In 1994, Hamblin-Blakely finished third in Indiana Miss Basketball voting and was named an All-American by USA Today before moving on to play collegiately at Iowa. With the Hawkeyes, she was a three-year starter and two-time All-Big Ten Conference honoree and was recognized as the 1997 Big Ten Tournament's Most Outstanding Player.
The Gary native was eventually selected with the 23rd pick in the third round of the 1998 WNBA Draft by the Washington Mystics. After being waived, she went on to play her only WNBA season with the Detroit Shock later that year and appeared in six games.
“Basketball has been my thing since I was like 7,” Hamblin-Blakely said. “I’ve loved it, and I was always drawn to basketball. I believe it is one of my gifts. It’s a gift that God gave me and a part of who we are as a family.”
Despite all of her achievements, someone would have had to see it firsthand or surf the internet to understand the totality of Hamblin-Blakley’s remarkable career. She isn’t interested in reliving the glory days and refuses to add any pressure to Courtney or her youngest daughter, Kennedy, and their budding careers.
More than anything, she just wants them to enjoy the game and be themselves.
“I try to make sure they understand that there is no comparison and that they’re their own person,” Hamblin-Blakely said. “They obviously have a gift in basketball, and my husband and I try to cultivate it in a way that’s unique to them. They don’t have to be like 'Mommy'. So no, there is never any discussion about who I used to be. I don’t even talk about it.”
With the freedom to approach the game however she chooses, Blakely has emerged as a solid player in her own right. Last season, as a sophomore for the Warriors, she averaged a team-high 20.4 points per game, 4.0 rebounds, a team-high 4.5 assists and a team-high 3.0 steals.
Bishop Noll won its sixth consecutive sectional title but was knocked out in the Class 2A Winamac Community Regional semifinals by Central Noble and hasn't claimed a regional championship since 1990.
Following a strong summer with her AAU team, the Midwest Elite, in the Nike Girls Elite Youth Basketball League, Blakely’s stock continues to rise. She has landed Division I scholarship offers from Cincinnati, Indiana State and Texas Tech, and Warriors coach Vanita Golston is confident that Blakely’s individual success will only add to the team’s overall goal of bringing home a regional crown.
“Courtney stays true to herself,” Golston said. “She’s got a genuine love for the game, and I think that helps to balance out a lot of these things. When you have a joy and passion for what you’re doing, outside expectations or pressures, they don’t necessarily land the same.”
The Warriors open their season at home Nov. 12 against Highland, and Blakely is eager to get back out on the hardwood.
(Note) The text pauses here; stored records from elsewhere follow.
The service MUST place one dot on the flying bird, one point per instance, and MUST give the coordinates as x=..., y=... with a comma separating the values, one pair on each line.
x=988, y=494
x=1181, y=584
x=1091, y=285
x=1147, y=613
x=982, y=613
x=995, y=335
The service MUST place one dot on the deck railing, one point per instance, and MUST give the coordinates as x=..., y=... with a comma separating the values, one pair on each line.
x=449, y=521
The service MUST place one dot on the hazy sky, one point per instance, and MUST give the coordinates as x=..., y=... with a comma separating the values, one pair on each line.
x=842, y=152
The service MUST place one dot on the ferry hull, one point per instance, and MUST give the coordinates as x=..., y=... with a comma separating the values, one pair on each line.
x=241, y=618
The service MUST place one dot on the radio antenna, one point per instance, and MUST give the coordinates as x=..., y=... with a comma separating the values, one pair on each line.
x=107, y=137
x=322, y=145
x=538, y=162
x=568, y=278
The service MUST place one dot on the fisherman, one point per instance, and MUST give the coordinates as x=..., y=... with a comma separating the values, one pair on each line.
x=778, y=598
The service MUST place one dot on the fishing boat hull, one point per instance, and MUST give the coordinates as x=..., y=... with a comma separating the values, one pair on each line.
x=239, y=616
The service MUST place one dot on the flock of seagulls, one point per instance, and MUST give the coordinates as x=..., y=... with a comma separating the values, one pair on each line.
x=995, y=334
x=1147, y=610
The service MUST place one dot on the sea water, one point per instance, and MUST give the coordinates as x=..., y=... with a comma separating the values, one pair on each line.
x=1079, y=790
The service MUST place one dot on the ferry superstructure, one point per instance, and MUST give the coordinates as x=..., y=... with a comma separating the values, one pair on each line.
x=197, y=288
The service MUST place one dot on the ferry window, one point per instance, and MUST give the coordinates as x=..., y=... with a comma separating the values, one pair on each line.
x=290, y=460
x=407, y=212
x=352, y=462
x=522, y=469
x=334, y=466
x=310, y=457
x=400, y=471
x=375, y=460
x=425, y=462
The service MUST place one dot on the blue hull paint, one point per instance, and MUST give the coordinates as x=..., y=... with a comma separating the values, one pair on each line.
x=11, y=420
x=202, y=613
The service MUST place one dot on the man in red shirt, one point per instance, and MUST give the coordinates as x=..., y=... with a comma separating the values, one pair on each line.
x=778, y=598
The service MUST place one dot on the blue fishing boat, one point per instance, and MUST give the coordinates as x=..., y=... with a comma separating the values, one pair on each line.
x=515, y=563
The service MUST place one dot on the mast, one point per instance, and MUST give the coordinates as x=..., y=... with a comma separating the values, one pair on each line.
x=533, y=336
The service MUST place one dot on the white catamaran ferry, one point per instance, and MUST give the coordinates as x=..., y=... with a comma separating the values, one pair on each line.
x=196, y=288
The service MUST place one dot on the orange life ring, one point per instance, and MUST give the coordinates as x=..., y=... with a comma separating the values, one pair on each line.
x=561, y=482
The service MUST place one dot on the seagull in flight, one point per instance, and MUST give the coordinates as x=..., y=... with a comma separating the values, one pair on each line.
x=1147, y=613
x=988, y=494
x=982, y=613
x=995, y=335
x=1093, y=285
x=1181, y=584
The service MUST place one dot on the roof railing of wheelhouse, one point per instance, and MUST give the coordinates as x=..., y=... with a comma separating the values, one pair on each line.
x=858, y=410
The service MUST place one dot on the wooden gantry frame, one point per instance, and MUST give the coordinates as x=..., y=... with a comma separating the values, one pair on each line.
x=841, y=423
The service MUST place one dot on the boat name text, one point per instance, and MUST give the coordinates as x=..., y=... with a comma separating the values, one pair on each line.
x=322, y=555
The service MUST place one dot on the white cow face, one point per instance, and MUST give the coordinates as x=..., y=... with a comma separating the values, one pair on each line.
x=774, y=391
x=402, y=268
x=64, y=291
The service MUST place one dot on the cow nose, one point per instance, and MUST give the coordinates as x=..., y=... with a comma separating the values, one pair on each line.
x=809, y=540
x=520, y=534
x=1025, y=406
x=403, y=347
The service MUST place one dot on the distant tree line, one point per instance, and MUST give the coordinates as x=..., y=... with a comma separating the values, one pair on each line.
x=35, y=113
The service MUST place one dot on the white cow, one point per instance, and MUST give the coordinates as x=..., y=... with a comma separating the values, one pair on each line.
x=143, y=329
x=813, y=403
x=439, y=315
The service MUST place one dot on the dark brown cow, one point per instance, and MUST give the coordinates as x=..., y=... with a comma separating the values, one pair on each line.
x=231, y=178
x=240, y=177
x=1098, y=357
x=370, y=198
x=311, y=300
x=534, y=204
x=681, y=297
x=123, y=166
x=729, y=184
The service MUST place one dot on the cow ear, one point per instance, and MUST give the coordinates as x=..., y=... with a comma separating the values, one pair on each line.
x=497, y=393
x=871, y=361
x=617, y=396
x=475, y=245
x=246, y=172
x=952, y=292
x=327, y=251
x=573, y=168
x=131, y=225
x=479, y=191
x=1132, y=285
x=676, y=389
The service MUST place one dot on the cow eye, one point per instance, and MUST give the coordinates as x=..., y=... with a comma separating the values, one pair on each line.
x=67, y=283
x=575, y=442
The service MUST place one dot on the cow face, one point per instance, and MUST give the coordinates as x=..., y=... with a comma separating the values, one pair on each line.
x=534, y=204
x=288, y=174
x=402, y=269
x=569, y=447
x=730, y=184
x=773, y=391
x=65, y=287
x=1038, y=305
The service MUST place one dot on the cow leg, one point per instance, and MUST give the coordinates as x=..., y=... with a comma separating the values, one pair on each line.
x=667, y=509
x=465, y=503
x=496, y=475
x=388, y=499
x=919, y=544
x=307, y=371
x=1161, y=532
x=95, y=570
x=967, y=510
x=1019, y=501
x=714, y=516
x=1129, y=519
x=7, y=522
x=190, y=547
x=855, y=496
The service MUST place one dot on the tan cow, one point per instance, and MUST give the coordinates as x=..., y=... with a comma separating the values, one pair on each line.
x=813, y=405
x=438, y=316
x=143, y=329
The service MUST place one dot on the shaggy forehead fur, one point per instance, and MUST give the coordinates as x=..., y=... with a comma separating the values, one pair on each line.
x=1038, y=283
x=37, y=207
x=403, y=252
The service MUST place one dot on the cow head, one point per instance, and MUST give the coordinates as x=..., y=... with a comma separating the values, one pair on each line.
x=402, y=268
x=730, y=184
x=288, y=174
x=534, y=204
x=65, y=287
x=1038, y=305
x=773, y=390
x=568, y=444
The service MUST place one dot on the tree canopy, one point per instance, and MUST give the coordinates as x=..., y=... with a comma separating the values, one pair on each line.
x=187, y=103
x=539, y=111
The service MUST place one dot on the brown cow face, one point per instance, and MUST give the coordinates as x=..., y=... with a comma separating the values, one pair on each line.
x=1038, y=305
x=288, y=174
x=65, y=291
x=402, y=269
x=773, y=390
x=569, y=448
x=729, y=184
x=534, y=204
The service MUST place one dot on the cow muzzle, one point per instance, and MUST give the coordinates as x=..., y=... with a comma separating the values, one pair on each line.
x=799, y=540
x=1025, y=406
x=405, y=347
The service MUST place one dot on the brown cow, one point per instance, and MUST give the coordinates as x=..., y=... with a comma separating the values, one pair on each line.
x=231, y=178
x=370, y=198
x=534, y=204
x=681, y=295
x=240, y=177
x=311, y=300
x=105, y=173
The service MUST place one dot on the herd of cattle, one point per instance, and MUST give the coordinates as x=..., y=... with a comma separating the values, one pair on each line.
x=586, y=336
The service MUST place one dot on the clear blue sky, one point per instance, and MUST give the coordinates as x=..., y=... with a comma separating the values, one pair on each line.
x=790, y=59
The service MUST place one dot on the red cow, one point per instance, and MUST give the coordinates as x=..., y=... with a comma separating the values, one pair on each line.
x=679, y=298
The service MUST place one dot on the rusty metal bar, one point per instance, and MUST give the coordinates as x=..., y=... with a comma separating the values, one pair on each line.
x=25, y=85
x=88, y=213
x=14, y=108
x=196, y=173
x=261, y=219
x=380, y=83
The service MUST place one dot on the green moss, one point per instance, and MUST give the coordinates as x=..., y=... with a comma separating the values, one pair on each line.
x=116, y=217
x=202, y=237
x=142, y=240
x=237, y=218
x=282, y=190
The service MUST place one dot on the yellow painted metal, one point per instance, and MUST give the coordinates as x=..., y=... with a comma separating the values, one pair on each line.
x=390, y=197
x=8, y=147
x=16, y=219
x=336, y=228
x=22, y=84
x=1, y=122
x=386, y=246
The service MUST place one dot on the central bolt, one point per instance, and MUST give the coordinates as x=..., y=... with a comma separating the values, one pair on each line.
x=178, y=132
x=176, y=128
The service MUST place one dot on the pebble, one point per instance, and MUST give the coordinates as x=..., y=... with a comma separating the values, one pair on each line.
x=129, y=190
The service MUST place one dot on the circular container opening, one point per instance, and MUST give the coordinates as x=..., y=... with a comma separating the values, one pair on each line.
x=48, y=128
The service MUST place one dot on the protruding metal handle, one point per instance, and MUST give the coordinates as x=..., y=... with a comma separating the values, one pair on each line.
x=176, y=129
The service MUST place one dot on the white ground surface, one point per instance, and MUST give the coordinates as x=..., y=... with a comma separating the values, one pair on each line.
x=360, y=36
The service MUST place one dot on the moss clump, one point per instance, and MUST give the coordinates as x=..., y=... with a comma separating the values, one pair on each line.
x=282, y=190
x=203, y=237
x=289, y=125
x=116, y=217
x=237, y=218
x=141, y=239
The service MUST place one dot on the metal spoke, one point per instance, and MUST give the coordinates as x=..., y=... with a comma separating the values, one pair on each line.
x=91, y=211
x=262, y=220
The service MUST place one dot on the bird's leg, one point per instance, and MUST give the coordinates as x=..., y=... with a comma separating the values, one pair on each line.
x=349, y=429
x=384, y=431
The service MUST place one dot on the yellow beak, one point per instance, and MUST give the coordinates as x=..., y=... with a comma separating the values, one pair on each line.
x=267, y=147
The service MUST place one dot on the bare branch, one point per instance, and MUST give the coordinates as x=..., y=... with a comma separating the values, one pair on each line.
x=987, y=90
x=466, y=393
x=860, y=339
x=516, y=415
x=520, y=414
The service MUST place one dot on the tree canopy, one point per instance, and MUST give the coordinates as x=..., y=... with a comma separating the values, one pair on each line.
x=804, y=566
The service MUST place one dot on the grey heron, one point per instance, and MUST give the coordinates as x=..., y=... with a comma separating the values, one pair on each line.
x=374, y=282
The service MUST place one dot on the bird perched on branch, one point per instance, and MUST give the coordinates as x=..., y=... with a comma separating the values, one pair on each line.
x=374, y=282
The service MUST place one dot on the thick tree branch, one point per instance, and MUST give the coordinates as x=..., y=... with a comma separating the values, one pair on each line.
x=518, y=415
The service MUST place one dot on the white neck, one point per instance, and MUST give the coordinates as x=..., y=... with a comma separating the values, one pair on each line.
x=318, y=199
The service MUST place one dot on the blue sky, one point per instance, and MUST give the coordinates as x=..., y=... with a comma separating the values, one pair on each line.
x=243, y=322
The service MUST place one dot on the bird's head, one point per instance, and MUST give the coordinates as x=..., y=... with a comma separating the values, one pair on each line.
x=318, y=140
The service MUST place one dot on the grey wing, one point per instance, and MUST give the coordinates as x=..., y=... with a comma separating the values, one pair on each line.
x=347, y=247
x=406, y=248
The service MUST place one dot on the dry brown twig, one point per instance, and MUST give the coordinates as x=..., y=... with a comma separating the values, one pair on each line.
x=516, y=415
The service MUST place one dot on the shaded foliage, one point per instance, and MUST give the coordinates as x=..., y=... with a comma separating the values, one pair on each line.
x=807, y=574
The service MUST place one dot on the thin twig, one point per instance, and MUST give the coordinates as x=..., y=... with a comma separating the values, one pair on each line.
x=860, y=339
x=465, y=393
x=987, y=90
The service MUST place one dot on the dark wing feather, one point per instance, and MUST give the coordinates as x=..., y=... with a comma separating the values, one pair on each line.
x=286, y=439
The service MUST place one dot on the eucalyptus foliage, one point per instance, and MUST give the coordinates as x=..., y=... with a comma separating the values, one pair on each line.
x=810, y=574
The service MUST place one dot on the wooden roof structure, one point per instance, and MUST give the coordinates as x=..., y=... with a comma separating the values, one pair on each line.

She won’t need any external inspiration — whether it’s following in her mother’s footsteps or garnering the attention of more college programs — to give it her all.
She believes her best basketball is played when those factors are the last things on her mind.
“I always think about where it all started. I was no one when it all started, so why change when people are looking at me?” said Blakely, who has already scored 1,020 points in her prep career. “I always want to stay the same. I never want to change or be looked at in that image of, ‘Oh, now she’s acting different.’ I never want anybody to be able to say that about me.”